The Programs of Bilingual Education

Background And History Of The Programs Of Bilingual Education
Whether they are additive or subtractive, programs of bilingual education are driven by operational policies and practices relative to the student population, length of the program in each language, level of proficiency students will pursue in each language, and, importantly, the language skills required of their teachers. Of the two types, subtractive programs are the least complex.
In additive programs, the effort is much more complex and demands greater modification of the curriculum and staffing patterns than is the case when a subtractive choice is made. The fact that these differences have not been well described to the schools by state and federal offices has greatly contributed to the difficulties encountered in determining whether bilingual education is effective in meeting its objectives.
Program success can be determined only if and when the goals are clear and the organization, operation, and resourcing of the program are in harmony with its stated goals. At a deeper level, we can clarify the difference between additive and subtractive forms of bilingual education by examining the policy foundations of the two approaches.

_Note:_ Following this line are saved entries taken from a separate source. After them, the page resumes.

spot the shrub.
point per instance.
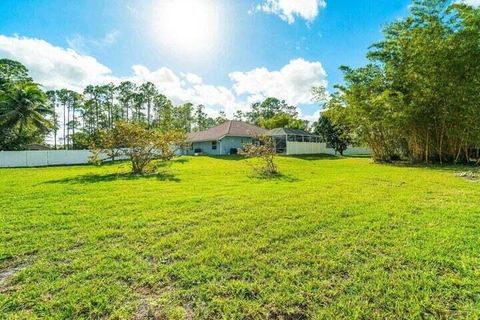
(264, 150)
(140, 145)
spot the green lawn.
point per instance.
(332, 238)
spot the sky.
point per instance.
(225, 54)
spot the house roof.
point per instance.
(289, 132)
(230, 128)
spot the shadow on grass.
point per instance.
(229, 157)
(277, 177)
(95, 178)
(315, 157)
(434, 167)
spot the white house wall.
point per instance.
(294, 148)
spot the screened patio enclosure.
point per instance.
(296, 142)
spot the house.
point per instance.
(224, 139)
(296, 142)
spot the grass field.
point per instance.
(331, 238)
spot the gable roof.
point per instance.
(230, 128)
(289, 132)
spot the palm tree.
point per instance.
(25, 104)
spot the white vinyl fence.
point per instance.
(43, 158)
(352, 151)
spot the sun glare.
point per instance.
(190, 26)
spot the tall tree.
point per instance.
(126, 93)
(12, 72)
(23, 105)
(200, 118)
(148, 92)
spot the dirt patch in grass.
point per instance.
(150, 307)
(6, 275)
(470, 175)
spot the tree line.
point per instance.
(419, 96)
(76, 120)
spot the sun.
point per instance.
(190, 26)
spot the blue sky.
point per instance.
(243, 50)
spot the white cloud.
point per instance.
(192, 78)
(473, 3)
(292, 83)
(82, 45)
(288, 10)
(55, 68)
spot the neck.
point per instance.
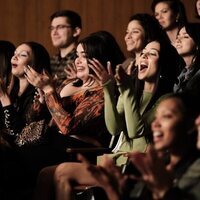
(137, 55)
(67, 50)
(172, 34)
(188, 59)
(149, 86)
(89, 83)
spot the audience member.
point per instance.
(6, 52)
(25, 119)
(152, 69)
(174, 137)
(140, 30)
(188, 46)
(81, 107)
(171, 16)
(65, 30)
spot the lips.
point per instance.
(14, 65)
(157, 136)
(143, 66)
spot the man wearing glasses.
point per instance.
(65, 30)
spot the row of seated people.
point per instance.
(142, 84)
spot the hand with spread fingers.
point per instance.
(101, 74)
(70, 71)
(42, 81)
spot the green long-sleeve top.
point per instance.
(128, 118)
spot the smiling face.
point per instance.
(22, 57)
(148, 62)
(165, 15)
(184, 44)
(61, 32)
(81, 63)
(134, 37)
(167, 124)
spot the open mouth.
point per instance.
(157, 136)
(14, 65)
(143, 66)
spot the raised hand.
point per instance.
(42, 81)
(4, 97)
(101, 74)
(120, 75)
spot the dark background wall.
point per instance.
(22, 20)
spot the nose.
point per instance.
(77, 61)
(155, 125)
(14, 57)
(128, 35)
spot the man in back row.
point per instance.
(65, 30)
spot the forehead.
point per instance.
(162, 5)
(153, 45)
(182, 30)
(24, 47)
(59, 20)
(80, 48)
(135, 24)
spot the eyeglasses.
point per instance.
(59, 27)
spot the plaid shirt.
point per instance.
(58, 65)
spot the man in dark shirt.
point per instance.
(65, 30)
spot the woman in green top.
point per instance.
(154, 77)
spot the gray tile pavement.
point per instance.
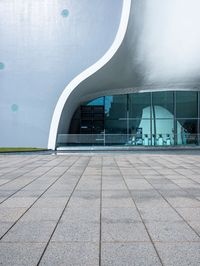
(100, 209)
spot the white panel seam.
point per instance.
(88, 72)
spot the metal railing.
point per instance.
(104, 139)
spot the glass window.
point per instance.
(186, 131)
(139, 105)
(186, 104)
(163, 103)
(116, 107)
(115, 126)
(98, 101)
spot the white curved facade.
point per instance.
(56, 56)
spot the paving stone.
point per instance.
(4, 227)
(50, 202)
(71, 254)
(73, 231)
(18, 202)
(159, 214)
(112, 199)
(120, 215)
(20, 254)
(171, 231)
(123, 231)
(176, 254)
(85, 199)
(129, 254)
(30, 232)
(190, 214)
(10, 214)
(42, 214)
(184, 202)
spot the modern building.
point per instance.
(102, 72)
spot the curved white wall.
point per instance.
(87, 73)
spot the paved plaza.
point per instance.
(100, 209)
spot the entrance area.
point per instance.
(164, 118)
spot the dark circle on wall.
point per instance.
(65, 13)
(14, 107)
(2, 66)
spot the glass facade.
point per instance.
(150, 119)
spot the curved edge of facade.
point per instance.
(89, 72)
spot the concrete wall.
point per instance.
(44, 45)
(160, 51)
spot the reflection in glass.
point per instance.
(186, 104)
(187, 131)
(137, 103)
(140, 119)
(116, 107)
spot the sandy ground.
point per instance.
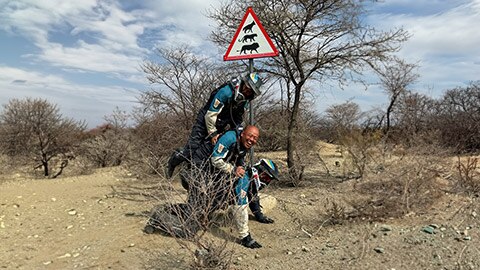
(95, 222)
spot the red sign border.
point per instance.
(260, 26)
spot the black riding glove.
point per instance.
(260, 217)
(248, 241)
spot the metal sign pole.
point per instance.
(250, 70)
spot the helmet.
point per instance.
(267, 170)
(253, 81)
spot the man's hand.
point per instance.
(215, 139)
(239, 171)
(263, 219)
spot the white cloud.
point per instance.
(81, 102)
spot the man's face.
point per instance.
(249, 137)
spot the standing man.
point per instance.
(224, 108)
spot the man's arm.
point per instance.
(219, 100)
(220, 151)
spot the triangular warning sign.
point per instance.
(250, 40)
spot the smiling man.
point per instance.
(229, 152)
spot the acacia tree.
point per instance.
(183, 82)
(317, 39)
(34, 128)
(395, 78)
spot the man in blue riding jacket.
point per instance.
(224, 109)
(232, 178)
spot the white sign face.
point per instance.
(250, 40)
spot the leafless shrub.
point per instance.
(34, 130)
(192, 218)
(467, 178)
(360, 150)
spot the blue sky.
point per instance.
(85, 55)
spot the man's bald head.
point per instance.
(249, 136)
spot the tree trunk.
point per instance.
(45, 168)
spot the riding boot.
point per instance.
(175, 159)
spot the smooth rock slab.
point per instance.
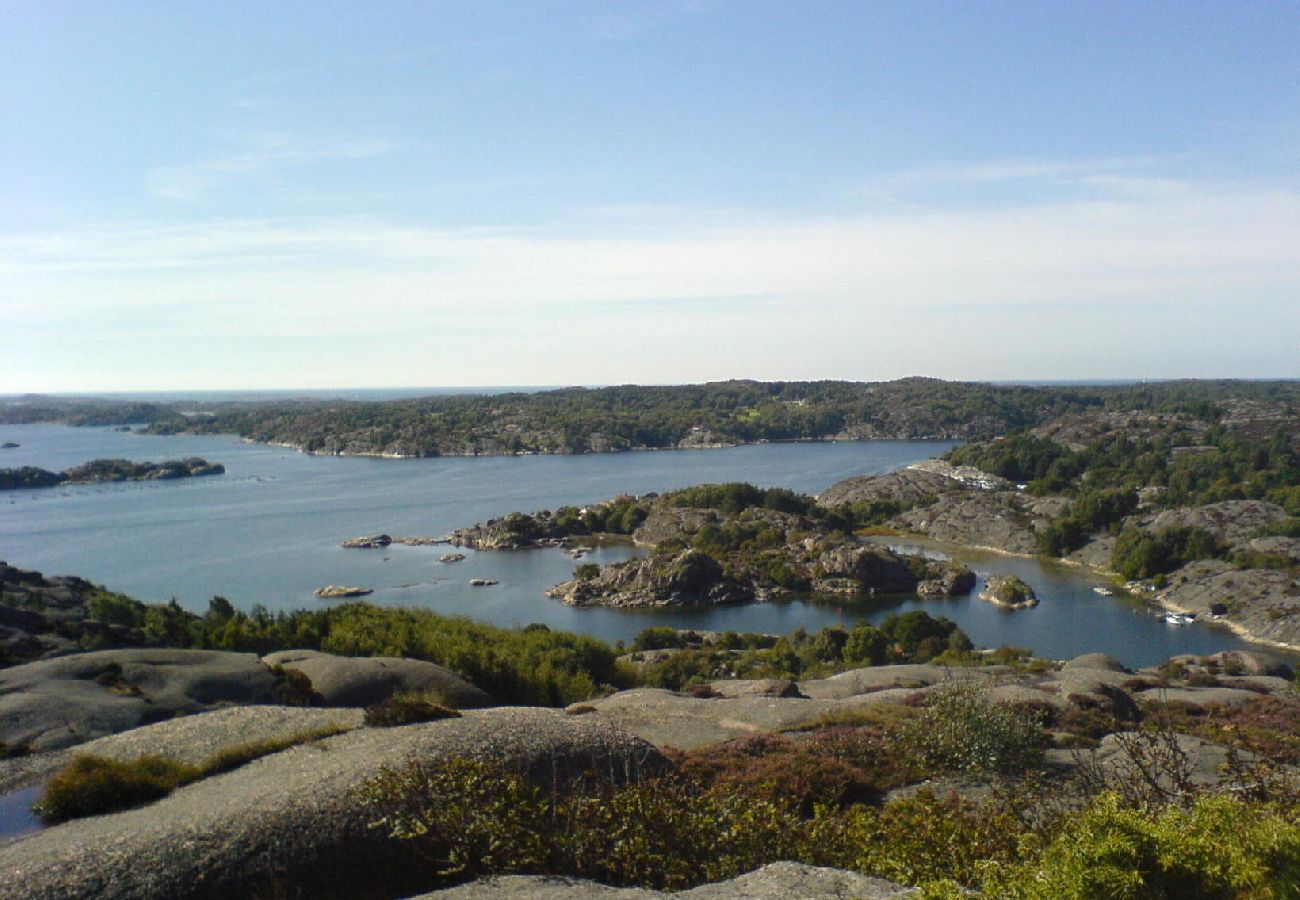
(190, 739)
(779, 881)
(57, 702)
(294, 818)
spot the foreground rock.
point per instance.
(952, 580)
(1262, 604)
(190, 739)
(51, 617)
(1008, 591)
(378, 541)
(60, 702)
(1093, 682)
(779, 881)
(364, 680)
(108, 470)
(294, 817)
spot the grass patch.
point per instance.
(94, 784)
(410, 708)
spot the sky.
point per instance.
(294, 195)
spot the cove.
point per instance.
(268, 532)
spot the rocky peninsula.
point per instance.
(99, 471)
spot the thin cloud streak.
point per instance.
(705, 297)
(190, 181)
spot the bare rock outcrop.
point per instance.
(294, 817)
(364, 680)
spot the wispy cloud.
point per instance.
(259, 155)
(1200, 280)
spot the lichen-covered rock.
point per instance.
(364, 680)
(294, 818)
(861, 567)
(65, 701)
(1233, 522)
(947, 580)
(1008, 591)
(778, 881)
(689, 578)
(906, 487)
(1264, 602)
(976, 518)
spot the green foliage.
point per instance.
(94, 784)
(962, 730)
(659, 639)
(1140, 554)
(900, 639)
(91, 786)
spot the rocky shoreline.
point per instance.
(100, 471)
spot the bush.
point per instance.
(407, 709)
(1220, 848)
(92, 786)
(962, 731)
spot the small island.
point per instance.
(108, 470)
(1009, 592)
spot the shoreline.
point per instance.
(1155, 601)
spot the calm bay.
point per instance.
(268, 532)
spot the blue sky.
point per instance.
(343, 194)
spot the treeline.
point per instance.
(631, 416)
(1168, 464)
(529, 666)
(107, 470)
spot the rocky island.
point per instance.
(243, 754)
(108, 470)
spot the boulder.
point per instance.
(689, 578)
(364, 680)
(1097, 661)
(1009, 592)
(975, 518)
(368, 541)
(1233, 522)
(338, 591)
(294, 818)
(861, 567)
(950, 580)
(906, 487)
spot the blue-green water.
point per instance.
(269, 529)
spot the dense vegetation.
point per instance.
(819, 799)
(629, 416)
(107, 470)
(531, 665)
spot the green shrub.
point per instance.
(1220, 848)
(962, 730)
(91, 786)
(407, 709)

Subtractive bilingual education is rooted in the tradition of remedial/compensatory education.
This was the operating ideology that shaped much of the federal government's involvement in education, beginning with the Elementary and Secondary Education Act (ESEA) of 1965 and the other large federal program, Head Start. From the outset, the government's involvement was based on a perceived need to remediate the inadequate background of children in poverty. There was a strong perception then, one that has many subscribers even today, that lack of school success by poor and minority children was due to the lack of a sufficiently robust cultural foundation on which to build-hence the need to remediate and compensate for lacunae in the child's cultural and family background.
Congress was led down this path by the work of early education researchers such as James Coleman and Christopher Jencks, who had examined groups of children in poverty and concluded that it was not the failure of the schools that was operant, but rather the social and cultural matrix in which these children were raised. The largest federal education program that sought to remediate and compensate for the negative effects of poverty and "cultural deprivation" in disadvantaged families was Title I of the ESEA.
The degree to which Congress was genuinely convinced that this was the best strategy for intervening in education is not clear. The ESEA came along at a time when the issue of states' rights was a major stumbling block to federal involvement in education. Many politicians who believed in states' rights and the reserved powers of the states to control their schools were still reeling from the impact of Brown v. Board of Education (1954) and federal pressures to desegregate.
Title I of the ESEA was, in addition to a wonderful investment in children and youth, an effective way to soothe the bruises of states' rights supporters by providing unprecedented amounts of new funding to public education. It is perhaps coincidental that southern states, because of high levels of poverty, were entitled to substantial amounts of federal money. Politicians from the southern states were the most vociferous defenders of states' rights in education and keeping the federal government out of the public schools.
But financial support was sorely needed in that region. It is not known what incentives and inducements, if any, may have been offered to secure the support of key congressional delegations to ensure passage of the ESEA in 1965 and the additions, amendments, and modifications that came later.